Menurut teori ini faktor-faktor tersebut menyebabkan problem ketergantungan. Oleh karena itu, perempuan dianggap sukar untuk maju dan berkembang, sehingga kaum perempuan kurang memiliki peranan dalam lingkungan masyarakat.
Kedua, teori nurture (kebudayaan). Menurut teori ini faktor yang paling menentukan posisi, peran, dan karakteristik perempuan adalah lingkungan dan budaya. Selama ini budaya, pola asuh, struktur masyarakat kurang memberikan dukungan terhadap tumbuh kembangnya potensi perempuan. Sehingga sesungguhnya anggapan kurang cerdasnya perempuan, itu bukan faktor bawaan.
Berdasarkan teori ini dapat dipahami bahwa ketidaksetaraan antara kaum laki-laki dan kaum perempuan itu disebabkan karena kesempatan dan peluang yang dimiliki antara keduanya berbeda, sehingga tangga menuju aktualisasi tidak equivalen dan menyebabkan salah satu pihak dianggap subordinat atau kelompok minoritas.
Pandangan Islam tentang Gender
Wacana gender di lingkungan umat Islam ditanggapi secara beragam. Ada yang merespon secara positif dan menerimanya sebagai kemestian sejarah, namun juga ada yang meresponnya secara negatif dan secara apriori menolaknya karena dianggap sebagai sesuatu yang datang dari Barat yang akan merusak Islam. Di luar dua sikap yang ambivalen itu, terdapat model ketiga dalam merespon wacana gender, yaitu sikap kritis. Respon tersebut wajar muncul karena sebagai istilah, gender merupakan wacana baru di lingkungan umat Islam.

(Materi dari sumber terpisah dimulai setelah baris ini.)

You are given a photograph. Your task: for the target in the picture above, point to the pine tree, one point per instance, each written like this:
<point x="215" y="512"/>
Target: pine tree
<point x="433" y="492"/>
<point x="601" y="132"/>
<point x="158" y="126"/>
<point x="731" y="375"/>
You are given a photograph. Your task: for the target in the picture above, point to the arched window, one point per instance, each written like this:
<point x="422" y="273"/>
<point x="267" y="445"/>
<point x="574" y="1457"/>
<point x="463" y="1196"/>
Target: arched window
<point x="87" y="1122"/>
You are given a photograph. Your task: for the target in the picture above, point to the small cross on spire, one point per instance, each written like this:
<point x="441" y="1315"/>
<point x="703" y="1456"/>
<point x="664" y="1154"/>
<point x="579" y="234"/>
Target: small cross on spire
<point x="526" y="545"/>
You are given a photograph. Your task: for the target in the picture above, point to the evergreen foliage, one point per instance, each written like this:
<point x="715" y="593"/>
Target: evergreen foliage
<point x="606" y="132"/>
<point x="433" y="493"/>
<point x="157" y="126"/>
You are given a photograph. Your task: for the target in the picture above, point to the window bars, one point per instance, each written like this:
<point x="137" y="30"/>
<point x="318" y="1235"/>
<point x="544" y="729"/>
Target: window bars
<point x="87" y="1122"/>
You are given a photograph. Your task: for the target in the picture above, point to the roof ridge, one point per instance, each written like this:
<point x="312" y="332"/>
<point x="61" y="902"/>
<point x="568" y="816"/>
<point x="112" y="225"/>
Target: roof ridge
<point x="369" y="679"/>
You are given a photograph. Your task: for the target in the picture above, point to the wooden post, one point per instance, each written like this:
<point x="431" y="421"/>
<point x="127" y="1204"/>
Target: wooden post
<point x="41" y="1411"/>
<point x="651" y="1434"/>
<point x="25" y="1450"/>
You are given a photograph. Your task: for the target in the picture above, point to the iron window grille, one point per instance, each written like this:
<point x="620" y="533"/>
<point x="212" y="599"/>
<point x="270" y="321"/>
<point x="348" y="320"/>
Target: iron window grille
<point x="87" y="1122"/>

Kenyataan terhadap respon di atas tampaknya berangkat dari kegelisahan sekaligus kekhawatiran masyarakat terhadap ‘pudarnya sakralitas Islam, karena mereka umumnya meyakini bahwa Islam adalah sistem ajaran yang sudah lengkap, paripurna, dan tidak kurang suatu apa. Tidak ada satu persoalan apapun, besar maupun kecil, yang mencolok maupun yang remang-remang, yang belum ada jawabannya. Semuanya telah sempurna sebagaimana ditegaskan Allah dalam firman-Nya dalam QS. Al-Ma’idah [5]: 3.
Persoalannya adalah bagaimana memahami teks tersebut dalam hubungannya dengan gender? Apakah gender bagian dari Islam? Apakah Islam memiliki pandangan mengenai gender? Dan beberapa pertanyaan yang menggelayut lainnya.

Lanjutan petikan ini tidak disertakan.